If you look at the over all picture now, most of the younger generation of police officers coming into the system will or already have college degrees. I think in the near future a great majority of the population will have college degrees before becoming a police officer. Most kids are being told to go to college for a better future. Might as well make it mandatory. Probably 3/4 of the way there;


----------



## Burner1 (Jul 30, 2002)

There is currently no data that supports the theory a degree in this field "makes" a better police officer; empirical or otherwise. The job description itself only requires a high school diploma. "The Job" is not rocket science. Ninety-nine(99) percent of the time it is common sense and the other one(1) percent is actually applying the laws learned in the police academy. The material that is learned in the academy is not all that difficult, so there is no reason to make the aforementioned a requirement. Just to say you have a college educated officer is not an excuse to fill the requirement. My former department relished in the fact that per capita, we had the highest ratio of degrees to officers in the state. I do not know how they found that figure. Basically, it meant that if you did not have a degree, your not being hired. My partner (who sued to get on) on the other hand, had only a high school diploma. He performed the job magnificently. A little "off-topic", but Masstroopers1 you bring up an amusing, but sad parody. Anyone ever watch Jay Leno's "Jaywalking?" What are these people learning in our schools today? Grammar and spelling seems to be some of the least of our worries!


----------



## Macop (May 2, 2002)

A college degree does not make you any beeter or worst a Police Officer. I think Police Officers should have degrees, but a requirement, hell no. Wisconsin is the only state I can think that has a actual law stating that you have to have at least a Associates or Bachelors, I forget I'll try to find it and post it. I do beileve it only applies to city/town Pds.


----------



## Dr.Magoo (May 2, 2002)

Under no circumstance should it be a requirement to have a degree to get on this job. I've seen some excellent cops who only had high school diplomas and I've seen bad cops with Masters degrees and vice versa. I firmly believe a well educated police force is beneficial to the department and to the community. But, to automatically exempt someone because they do not have a degree at the time they are hired would be ludicrous. You would lose out on many excellent candidates. Hell, I would probably be doing something else right now if that were the case. Since all I had was a HS diploma when I started and was working on my BS degree, then my MA degree.


----------



## tomahawk (May 1, 2002)

Just to chime in once more, since I have an additional thought on my original post that seems to echo among many other members...
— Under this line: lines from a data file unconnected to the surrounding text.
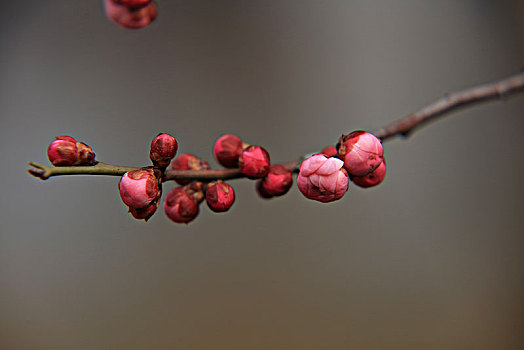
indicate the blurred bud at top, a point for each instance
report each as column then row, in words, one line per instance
column 138, row 188
column 227, row 149
column 361, row 152
column 276, row 183
column 329, row 151
column 128, row 14
column 187, row 161
column 163, row 149
column 67, row 151
column 219, row 196
column 322, row 179
column 254, row 162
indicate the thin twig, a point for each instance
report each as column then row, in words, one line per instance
column 498, row 90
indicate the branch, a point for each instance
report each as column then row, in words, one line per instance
column 498, row 90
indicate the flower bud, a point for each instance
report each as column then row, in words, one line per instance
column 219, row 196
column 67, row 151
column 329, row 151
column 128, row 16
column 361, row 152
column 133, row 3
column 180, row 206
column 254, row 162
column 62, row 151
column 227, row 149
column 138, row 188
column 85, row 154
column 163, row 149
column 144, row 213
column 187, row 161
column 322, row 179
column 373, row 178
column 276, row 183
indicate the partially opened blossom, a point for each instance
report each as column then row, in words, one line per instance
column 361, row 152
column 138, row 188
column 372, row 179
column 322, row 179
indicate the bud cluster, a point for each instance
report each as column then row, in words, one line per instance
column 132, row 14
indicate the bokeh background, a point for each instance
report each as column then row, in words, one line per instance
column 431, row 259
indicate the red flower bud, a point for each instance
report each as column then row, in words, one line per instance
column 62, row 151
column 329, row 151
column 187, row 161
column 133, row 3
column 219, row 196
column 227, row 149
column 361, row 152
column 277, row 182
column 144, row 213
column 322, row 179
column 254, row 162
column 180, row 206
column 163, row 149
column 373, row 178
column 138, row 188
column 66, row 151
column 128, row 16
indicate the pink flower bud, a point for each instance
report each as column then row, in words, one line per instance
column 373, row 178
column 180, row 206
column 163, row 149
column 62, row 151
column 138, row 188
column 219, row 197
column 187, row 161
column 227, row 149
column 144, row 213
column 329, row 151
column 254, row 162
column 130, row 17
column 66, row 151
column 276, row 183
column 361, row 151
column 85, row 154
column 322, row 179
column 133, row 3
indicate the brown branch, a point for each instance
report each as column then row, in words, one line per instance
column 498, row 90
column 489, row 92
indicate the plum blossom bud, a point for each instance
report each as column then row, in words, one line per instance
column 138, row 188
column 276, row 183
column 66, row 151
column 187, row 161
column 329, row 151
column 254, row 162
column 373, row 178
column 361, row 152
column 133, row 3
column 219, row 196
column 62, row 151
column 227, row 149
column 163, row 149
column 322, row 179
column 144, row 213
column 180, row 206
column 129, row 16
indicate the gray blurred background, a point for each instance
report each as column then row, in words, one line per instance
column 431, row 259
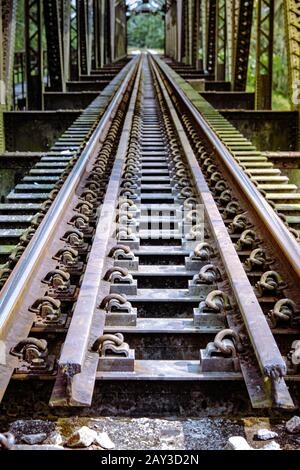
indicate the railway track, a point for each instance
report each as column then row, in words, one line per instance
column 157, row 268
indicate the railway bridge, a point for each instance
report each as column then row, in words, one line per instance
column 150, row 208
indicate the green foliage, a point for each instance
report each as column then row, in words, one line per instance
column 146, row 31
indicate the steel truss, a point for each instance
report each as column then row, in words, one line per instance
column 221, row 40
column 34, row 54
column 211, row 36
column 292, row 22
column 242, row 44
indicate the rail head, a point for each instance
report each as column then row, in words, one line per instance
column 266, row 350
column 18, row 282
column 274, row 225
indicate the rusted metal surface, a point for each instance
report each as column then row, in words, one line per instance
column 24, row 285
column 264, row 345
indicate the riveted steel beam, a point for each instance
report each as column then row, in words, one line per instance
column 34, row 54
column 82, row 19
column 120, row 30
column 8, row 17
column 54, row 45
column 242, row 44
column 65, row 21
column 7, row 49
column 74, row 47
column 264, row 54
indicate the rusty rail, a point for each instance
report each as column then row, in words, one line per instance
column 278, row 231
column 78, row 367
column 266, row 350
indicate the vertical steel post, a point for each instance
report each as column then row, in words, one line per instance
column 211, row 36
column 242, row 44
column 34, row 54
column 65, row 19
column 221, row 40
column 74, row 46
column 54, row 45
column 264, row 54
column 292, row 23
column 230, row 38
column 82, row 36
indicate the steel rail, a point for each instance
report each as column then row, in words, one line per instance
column 278, row 231
column 19, row 280
column 266, row 350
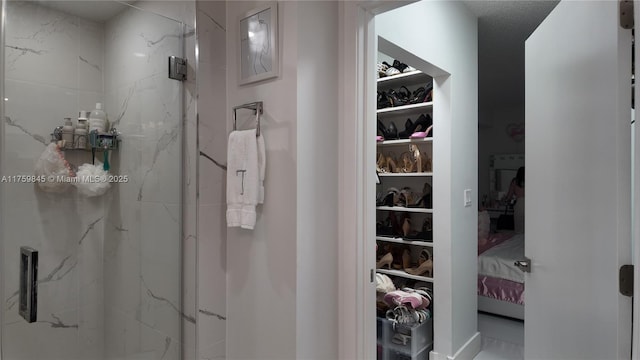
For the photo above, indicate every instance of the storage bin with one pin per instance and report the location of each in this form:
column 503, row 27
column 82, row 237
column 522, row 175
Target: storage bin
column 406, row 340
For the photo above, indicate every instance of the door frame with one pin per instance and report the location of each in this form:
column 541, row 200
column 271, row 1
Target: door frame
column 635, row 221
column 356, row 308
column 357, row 46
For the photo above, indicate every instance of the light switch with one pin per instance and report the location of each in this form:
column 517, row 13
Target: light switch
column 467, row 197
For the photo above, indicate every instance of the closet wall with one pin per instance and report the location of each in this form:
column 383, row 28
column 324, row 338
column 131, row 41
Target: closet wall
column 450, row 42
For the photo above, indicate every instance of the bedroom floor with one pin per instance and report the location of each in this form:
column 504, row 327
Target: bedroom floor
column 502, row 338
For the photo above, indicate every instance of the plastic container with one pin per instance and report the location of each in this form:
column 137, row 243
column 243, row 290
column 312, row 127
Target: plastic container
column 98, row 119
column 80, row 136
column 67, row 133
column 417, row 344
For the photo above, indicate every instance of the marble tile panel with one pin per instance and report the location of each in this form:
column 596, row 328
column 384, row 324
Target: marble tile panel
column 215, row 351
column 91, row 331
column 157, row 345
column 122, row 257
column 53, row 336
column 39, row 39
column 137, row 45
column 212, row 252
column 215, row 11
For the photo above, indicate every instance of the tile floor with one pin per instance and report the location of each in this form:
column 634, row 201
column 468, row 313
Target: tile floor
column 502, row 338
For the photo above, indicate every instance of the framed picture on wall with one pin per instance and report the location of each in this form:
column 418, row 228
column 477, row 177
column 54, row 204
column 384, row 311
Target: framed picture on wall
column 258, row 48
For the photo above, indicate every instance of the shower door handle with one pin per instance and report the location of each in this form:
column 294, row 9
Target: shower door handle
column 28, row 308
column 524, row 265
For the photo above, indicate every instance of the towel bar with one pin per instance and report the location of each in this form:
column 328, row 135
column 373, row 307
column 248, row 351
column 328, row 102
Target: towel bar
column 256, row 107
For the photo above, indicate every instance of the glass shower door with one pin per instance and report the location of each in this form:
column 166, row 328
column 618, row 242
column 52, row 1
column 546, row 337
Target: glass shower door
column 109, row 266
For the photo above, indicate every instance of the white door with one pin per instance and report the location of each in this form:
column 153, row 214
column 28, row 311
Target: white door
column 577, row 76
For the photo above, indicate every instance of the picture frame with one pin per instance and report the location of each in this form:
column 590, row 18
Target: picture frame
column 258, row 44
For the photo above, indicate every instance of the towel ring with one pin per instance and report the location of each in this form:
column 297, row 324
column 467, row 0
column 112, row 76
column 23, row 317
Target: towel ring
column 256, row 107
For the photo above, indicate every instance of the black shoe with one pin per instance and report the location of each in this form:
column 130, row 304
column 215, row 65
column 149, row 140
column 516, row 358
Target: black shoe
column 423, row 123
column 408, row 129
column 392, row 131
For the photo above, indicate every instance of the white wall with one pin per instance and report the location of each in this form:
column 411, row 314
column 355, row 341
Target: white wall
column 66, row 230
column 261, row 264
column 445, row 34
column 212, row 132
column 494, row 139
column 317, row 232
column 282, row 277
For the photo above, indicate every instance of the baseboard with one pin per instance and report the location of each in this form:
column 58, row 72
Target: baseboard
column 466, row 352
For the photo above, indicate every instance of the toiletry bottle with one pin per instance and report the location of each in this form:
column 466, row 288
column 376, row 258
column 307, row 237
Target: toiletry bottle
column 67, row 133
column 98, row 119
column 80, row 137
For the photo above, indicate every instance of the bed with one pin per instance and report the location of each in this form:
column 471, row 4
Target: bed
column 500, row 282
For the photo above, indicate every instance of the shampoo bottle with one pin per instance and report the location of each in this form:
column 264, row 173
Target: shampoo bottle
column 98, row 119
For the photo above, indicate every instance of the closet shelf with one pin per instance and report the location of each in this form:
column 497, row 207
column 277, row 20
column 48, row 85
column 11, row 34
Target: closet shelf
column 406, row 174
column 404, row 79
column 405, row 109
column 403, row 274
column 403, row 241
column 405, row 209
column 405, row 141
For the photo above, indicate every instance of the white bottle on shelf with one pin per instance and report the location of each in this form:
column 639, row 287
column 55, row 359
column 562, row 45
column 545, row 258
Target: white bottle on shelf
column 67, row 133
column 80, row 137
column 98, row 119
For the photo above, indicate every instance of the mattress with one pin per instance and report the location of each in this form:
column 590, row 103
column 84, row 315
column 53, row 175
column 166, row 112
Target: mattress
column 498, row 277
column 498, row 261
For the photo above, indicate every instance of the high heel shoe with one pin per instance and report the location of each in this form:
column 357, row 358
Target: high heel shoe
column 381, row 164
column 415, row 151
column 424, row 267
column 426, row 234
column 407, row 163
column 385, row 261
column 408, row 129
column 422, row 123
column 425, row 199
column 392, row 131
column 391, row 164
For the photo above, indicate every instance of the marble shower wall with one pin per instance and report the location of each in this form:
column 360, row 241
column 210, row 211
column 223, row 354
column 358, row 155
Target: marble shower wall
column 142, row 267
column 110, row 281
column 54, row 67
column 212, row 235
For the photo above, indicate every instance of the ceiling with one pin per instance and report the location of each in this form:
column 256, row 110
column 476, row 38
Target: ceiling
column 503, row 27
column 95, row 10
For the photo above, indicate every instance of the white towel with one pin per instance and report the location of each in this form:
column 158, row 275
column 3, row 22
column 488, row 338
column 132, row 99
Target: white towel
column 246, row 164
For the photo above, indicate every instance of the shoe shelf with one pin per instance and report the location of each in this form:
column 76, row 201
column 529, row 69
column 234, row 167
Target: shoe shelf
column 405, row 109
column 404, row 274
column 405, row 141
column 405, row 209
column 419, row 339
column 406, row 174
column 405, row 241
column 404, row 79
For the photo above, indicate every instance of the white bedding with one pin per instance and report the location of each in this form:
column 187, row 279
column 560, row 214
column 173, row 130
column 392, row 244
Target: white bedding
column 499, row 261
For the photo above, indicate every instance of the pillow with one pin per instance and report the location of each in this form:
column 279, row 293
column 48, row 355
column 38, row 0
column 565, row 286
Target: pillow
column 484, row 226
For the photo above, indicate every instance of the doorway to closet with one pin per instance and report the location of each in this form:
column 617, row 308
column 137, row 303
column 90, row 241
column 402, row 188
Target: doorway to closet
column 460, row 338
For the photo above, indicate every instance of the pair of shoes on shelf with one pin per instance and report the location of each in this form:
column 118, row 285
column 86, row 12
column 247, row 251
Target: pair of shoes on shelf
column 418, row 129
column 393, row 98
column 426, row 234
column 384, row 284
column 388, row 260
column 384, row 69
column 387, row 132
column 425, row 265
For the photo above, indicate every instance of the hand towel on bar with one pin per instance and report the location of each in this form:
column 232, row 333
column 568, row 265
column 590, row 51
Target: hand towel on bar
column 246, row 165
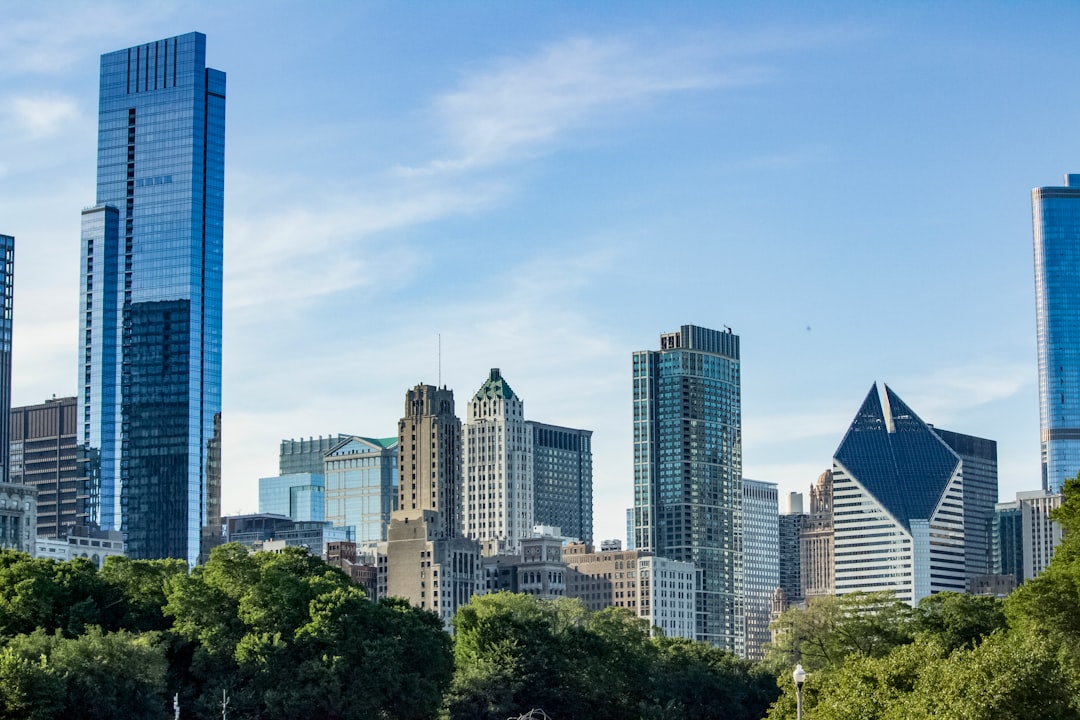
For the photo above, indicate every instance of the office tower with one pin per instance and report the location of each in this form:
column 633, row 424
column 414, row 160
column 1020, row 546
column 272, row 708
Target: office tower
column 362, row 487
column 688, row 470
column 7, row 294
column 150, row 301
column 817, row 554
column 426, row 558
column 306, row 456
column 43, row 456
column 1055, row 217
column 299, row 497
column 761, row 560
column 980, row 458
column 563, row 478
column 1009, row 541
column 898, row 493
column 655, row 588
column 498, row 507
column 1041, row 533
column 790, row 549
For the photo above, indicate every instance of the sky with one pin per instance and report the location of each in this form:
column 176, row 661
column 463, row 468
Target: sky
column 418, row 192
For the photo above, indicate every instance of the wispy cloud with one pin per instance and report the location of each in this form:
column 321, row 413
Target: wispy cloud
column 948, row 392
column 520, row 107
column 57, row 36
column 43, row 116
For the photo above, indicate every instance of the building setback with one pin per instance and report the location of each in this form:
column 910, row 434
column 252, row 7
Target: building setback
column 362, row 487
column 688, row 470
column 1055, row 218
column 498, row 492
column 150, row 301
column 657, row 589
column 43, row 456
column 563, row 478
column 426, row 558
column 898, row 513
column 817, row 555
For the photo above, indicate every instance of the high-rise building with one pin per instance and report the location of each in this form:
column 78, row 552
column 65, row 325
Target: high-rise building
column 1055, row 216
column 1009, row 541
column 150, row 301
column 898, row 512
column 761, row 560
column 299, row 497
column 790, row 549
column 817, row 552
column 43, row 456
column 426, row 558
column 980, row 458
column 362, row 487
column 688, row 470
column 1041, row 533
column 306, row 456
column 563, row 478
column 497, row 508
column 7, row 296
column 655, row 588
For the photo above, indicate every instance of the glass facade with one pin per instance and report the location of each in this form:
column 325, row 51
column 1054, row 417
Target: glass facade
column 980, row 458
column 150, row 301
column 1055, row 217
column 563, row 478
column 688, row 470
column 760, row 559
column 898, row 504
column 7, row 294
column 300, row 497
column 362, row 487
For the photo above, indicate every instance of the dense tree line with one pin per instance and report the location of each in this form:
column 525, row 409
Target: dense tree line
column 285, row 636
column 954, row 656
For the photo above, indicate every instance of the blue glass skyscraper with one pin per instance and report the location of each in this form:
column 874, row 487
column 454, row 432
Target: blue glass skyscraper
column 150, row 303
column 688, row 494
column 1055, row 216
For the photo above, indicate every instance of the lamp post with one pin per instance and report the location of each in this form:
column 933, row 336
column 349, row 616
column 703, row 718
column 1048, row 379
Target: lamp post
column 799, row 676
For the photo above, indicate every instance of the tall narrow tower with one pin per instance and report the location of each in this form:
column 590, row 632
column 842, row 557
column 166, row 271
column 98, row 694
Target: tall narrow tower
column 150, row 301
column 7, row 297
column 498, row 508
column 1055, row 217
column 688, row 470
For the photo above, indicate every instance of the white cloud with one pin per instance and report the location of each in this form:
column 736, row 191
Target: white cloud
column 43, row 116
column 520, row 107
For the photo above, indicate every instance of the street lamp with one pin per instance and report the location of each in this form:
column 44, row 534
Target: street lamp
column 800, row 676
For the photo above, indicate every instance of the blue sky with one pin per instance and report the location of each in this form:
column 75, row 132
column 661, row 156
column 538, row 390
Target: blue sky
column 551, row 186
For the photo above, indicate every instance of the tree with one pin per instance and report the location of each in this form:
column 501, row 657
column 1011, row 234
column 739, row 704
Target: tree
column 831, row 628
column 959, row 620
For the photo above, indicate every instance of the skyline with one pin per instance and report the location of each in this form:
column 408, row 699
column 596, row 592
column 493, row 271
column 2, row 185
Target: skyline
column 514, row 179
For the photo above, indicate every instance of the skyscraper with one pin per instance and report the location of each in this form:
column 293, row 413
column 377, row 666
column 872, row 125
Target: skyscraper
column 688, row 470
column 898, row 504
column 150, row 301
column 497, row 508
column 7, row 296
column 426, row 558
column 761, row 560
column 563, row 478
column 43, row 457
column 980, row 457
column 1055, row 216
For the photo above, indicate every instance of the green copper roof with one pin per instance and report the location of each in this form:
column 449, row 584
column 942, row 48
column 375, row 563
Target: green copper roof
column 385, row 442
column 495, row 386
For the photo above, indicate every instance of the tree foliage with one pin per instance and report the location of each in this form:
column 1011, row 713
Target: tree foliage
column 514, row 652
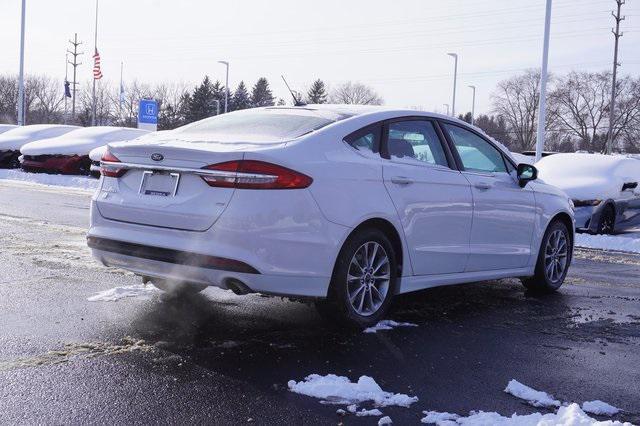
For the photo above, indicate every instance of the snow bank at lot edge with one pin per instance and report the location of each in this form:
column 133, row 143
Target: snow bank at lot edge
column 80, row 182
column 610, row 242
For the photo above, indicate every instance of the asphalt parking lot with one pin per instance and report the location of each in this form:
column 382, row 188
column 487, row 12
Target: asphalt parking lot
column 220, row 358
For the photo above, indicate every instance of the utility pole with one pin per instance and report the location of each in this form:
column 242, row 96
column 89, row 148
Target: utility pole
column 542, row 107
column 95, row 45
column 21, row 73
column 612, row 106
column 226, row 86
column 473, row 105
column 455, row 80
column 75, row 43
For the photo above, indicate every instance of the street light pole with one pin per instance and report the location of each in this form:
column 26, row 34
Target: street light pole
column 226, row 87
column 455, row 80
column 473, row 105
column 21, row 73
column 542, row 112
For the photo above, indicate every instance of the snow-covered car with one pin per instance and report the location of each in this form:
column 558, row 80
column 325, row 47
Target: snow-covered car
column 346, row 205
column 12, row 140
column 6, row 127
column 69, row 153
column 604, row 189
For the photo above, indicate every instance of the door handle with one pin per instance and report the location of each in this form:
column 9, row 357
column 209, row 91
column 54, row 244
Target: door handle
column 401, row 180
column 483, row 185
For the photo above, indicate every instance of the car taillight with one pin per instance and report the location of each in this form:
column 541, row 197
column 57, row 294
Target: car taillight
column 251, row 174
column 110, row 170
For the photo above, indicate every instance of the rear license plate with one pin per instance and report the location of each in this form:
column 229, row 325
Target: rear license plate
column 161, row 184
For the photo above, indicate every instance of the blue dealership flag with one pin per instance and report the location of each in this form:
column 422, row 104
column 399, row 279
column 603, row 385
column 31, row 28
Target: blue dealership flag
column 67, row 89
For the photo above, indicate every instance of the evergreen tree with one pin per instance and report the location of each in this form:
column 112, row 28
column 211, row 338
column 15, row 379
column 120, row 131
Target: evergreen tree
column 261, row 94
column 201, row 103
column 317, row 94
column 241, row 98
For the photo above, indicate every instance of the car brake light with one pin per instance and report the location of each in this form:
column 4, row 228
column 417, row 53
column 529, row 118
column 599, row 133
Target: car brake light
column 110, row 170
column 252, row 174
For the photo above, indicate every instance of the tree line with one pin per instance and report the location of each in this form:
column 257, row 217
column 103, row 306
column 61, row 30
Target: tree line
column 577, row 106
column 578, row 113
column 178, row 103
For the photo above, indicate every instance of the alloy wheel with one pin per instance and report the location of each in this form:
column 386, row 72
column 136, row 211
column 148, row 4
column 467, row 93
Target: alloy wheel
column 556, row 256
column 368, row 278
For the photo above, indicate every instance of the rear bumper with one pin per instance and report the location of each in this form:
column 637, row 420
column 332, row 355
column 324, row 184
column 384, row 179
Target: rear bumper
column 278, row 285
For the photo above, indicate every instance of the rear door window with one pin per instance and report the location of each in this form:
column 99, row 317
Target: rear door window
column 416, row 142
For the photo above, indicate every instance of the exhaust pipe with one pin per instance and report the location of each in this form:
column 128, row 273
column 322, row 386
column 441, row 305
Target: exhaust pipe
column 238, row 287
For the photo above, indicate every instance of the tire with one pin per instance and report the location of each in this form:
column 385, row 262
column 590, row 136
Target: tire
column 554, row 259
column 606, row 223
column 364, row 281
column 178, row 288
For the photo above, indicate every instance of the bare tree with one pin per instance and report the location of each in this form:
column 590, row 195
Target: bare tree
column 580, row 104
column 355, row 93
column 48, row 102
column 515, row 100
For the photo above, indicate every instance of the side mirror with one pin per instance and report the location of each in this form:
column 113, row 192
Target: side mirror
column 526, row 173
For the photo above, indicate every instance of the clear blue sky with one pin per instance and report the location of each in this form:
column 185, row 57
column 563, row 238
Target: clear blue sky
column 397, row 47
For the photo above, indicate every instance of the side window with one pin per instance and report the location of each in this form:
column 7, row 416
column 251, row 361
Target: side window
column 367, row 140
column 476, row 153
column 415, row 141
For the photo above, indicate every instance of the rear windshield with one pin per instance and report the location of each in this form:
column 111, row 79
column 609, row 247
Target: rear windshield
column 262, row 125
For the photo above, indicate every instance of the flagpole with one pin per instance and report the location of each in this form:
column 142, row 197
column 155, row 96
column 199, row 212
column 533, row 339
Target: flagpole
column 66, row 76
column 121, row 91
column 95, row 45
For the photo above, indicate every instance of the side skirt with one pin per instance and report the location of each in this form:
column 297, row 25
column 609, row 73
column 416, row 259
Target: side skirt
column 415, row 283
I know *many* excellent police officers who have nothing more than a high school diploma. I also know a few *terrible* police officers who have a Masters. One in particular comes to mind that tends to be borderline embarrassing to his/her department. That's what happens when you go to a "diploma mill" and you do not attend a damn class and your spouse does the required work to get you through. :BM:

I hate when the actions of a select few ruin it for everyone else!! :up:

-Mike


----------



## Irish Wampanoag (Apr 6, 2003)

Everyone who thinks a college degree means nothing in improving police work or the police profession better not let you Legislator reps or senate know about it because there goes the Quin Bill and your cash cow.


----------



## j809 (Jul 5, 2002)

This topic is old and has been revisited numerous times. The issue of this topic was "Will the state require a B.S. degree for entry level police officer positions?". Now we took that question and reached other avenues "Should a police officer have a degree". Please give it a rest and either answer the original question or close the topic. :BM:


----------